Já tem um tempo que eu não escrevo aqui. Mas, me diz, como permanecer
sem tocar esse assunto? O Rio Grande do Sul nunca esteve tão perto da minha
Bahia. E eu peço licença a todos que perderam alguém nessa tragédia para falar
sobre isso. Peço licença, porque eu nem de longe imagino o que é e não tenho
pretensão nenhuma de conseguir descrever a dor que expreme o peito nesse
momento. Mas o que eu posso dizer é que, por alguma razão, algo doeu aqui. Algo
me deixou extremamente chocada, angustiada, triste mesmo. Não sei nem se
tristeza é a palavra. Tristeza é o termo que eu uso para falar do bolo de
chocolate que acabou, do dia em que meus pais não me deixaram sair de casa,
daquela nota ruim que eu recebi. Não tem cabimento equiparar, né? Isso não é
muito comum, digo, eu me sentir tão estranha com as palavras, mas, de repente,
incrivelmente de repente, elas são pequenas, reduzidas às letras. O que
aconteceu foi mais que tudo isso, foi revoltante. E eu choro todas as vezes que
assisto reportagens sobre o assunto. Eu engulo a seco quando passo em frente a
boates aqui em Salvador e penso que poderíamos não ser salvos. Poderiam ser os
nossos corpos ali, precisando de identificação. Poderiam ser os nossos pais
naquela fila gigantesca, esperando para receber a notícia mais horrenda de suas
vidas.
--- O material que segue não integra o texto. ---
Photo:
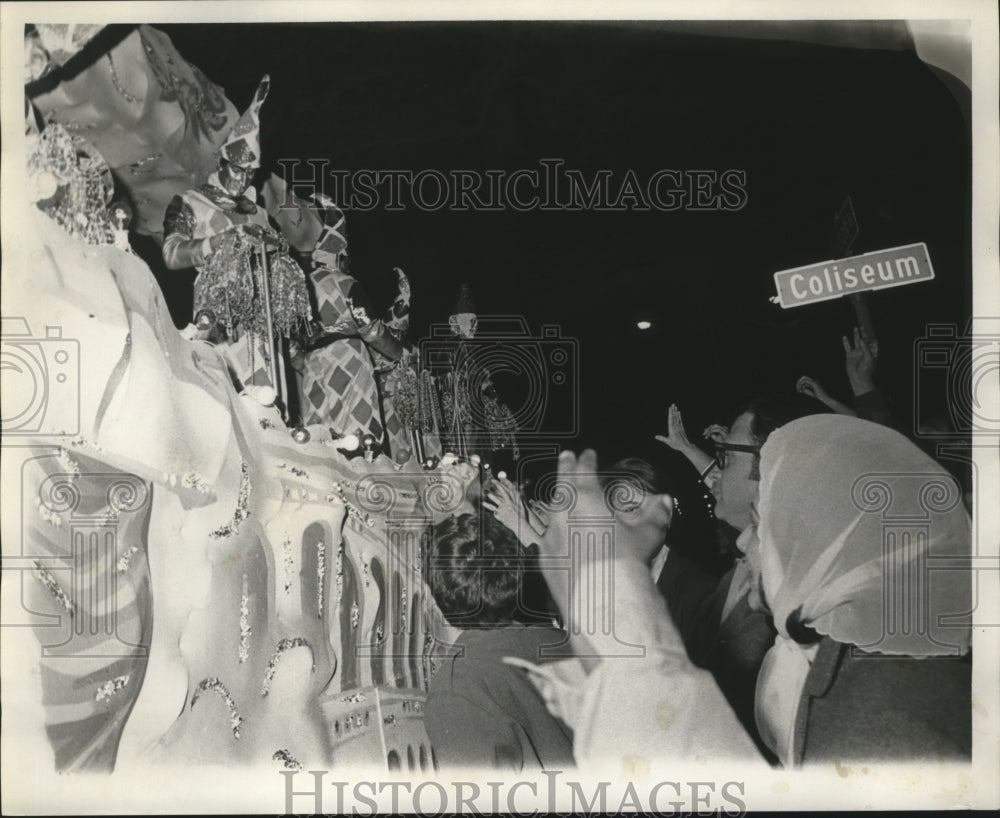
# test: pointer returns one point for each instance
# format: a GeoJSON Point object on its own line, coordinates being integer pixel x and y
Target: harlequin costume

Poderiam ser os nossos amigos os devorados pelas chamas. Poderia ser a
minha mãe a pessoa a ligar desesperadamente para o meu celular, mais de 100
vezes, e acabar ouvindo a voz de um bombeiro. Poderia ser eu, caramba! E é isso
que me faz querer falar do assunto. É tão próximo da nossa realidade.
Diferentemente da maioria das tragédias as quais achamos que nunca aconteceriam
conosco, essa não, essa é bem real, bem possível, bem próxima mesmo. E essa
proximidade me assusta. Essa proximidade me machuca. Quebra-se o mundo
presumido. O futuro de cada uma daquelas pessoas. cada nome daquela lista, que
parecia não ter fim, era uma vida, como a minha ou como a sua. E, digo mais, eu
e você poderíamos ser aquelas pessoas. a única coisa que nos diferencia
daquelas vítimas é o mero acaso. Uma soma de acasos que eu assumo, pela
primeira vez, a existência. Amargura-se a saudade do que não foi. Os sonhos
esvairam-se em uma fumaça escura que somou-se ao céu, escuro demais. Chora-se a
inversão da lei natural da vida. Pais não devem enterrar filhos. Boates não
devem matar, devem divertir. Fogo deve aquecer, jamais queimar. E esse fogo que
tanto queimou, gerou um choque térmico, porque tudo que sobrou da chama tão
quente foi esse frio cadavérico que nos arrepia, independentemente de onde
estamos. As chamas chegaram aqui e, infelizmente, seguiram caminho. Santa
Maria, mãe de Deus, rogai por nós, pecadores, agora e na hora de nossa morte.
Rogai.
Desde então vou dormir pensando nesses jovens, nos seus pais, avós, amigos e todas as pessoas que deixaram para trás :( estou totalmente inconformada e não paro de pensar se no lugar deles fossemos nós..
ResponderExcluirExatamente o que sinto, e, quando rezo, penso exatamente nisso. Poderíamos ser nós, de qualquer parte desse brasil onde as boates são todas iguais, espaços confinados sem exaustão, com apenas uma porta de saída. Santa maria, rogai por nós, agora e na hora de nossa morte. Amém. Que dor.
ResponderExcluirO texto é, em si, excelente, todavia gostaria de focar a gramática. Me encanta esse corretíssimo uso da pontuação. As pausas textuais, em decorrência das vírgulas nos locais corretos, fazem com que o texto deixe transbordar todo o sentimento. Estas mesmas pausas nos fazem refletir sobre cada palavra utilizada e, em particular, me fez sentir emoções novas acerca do terrível fato. Novamente repito: você escreve MUITO bem!!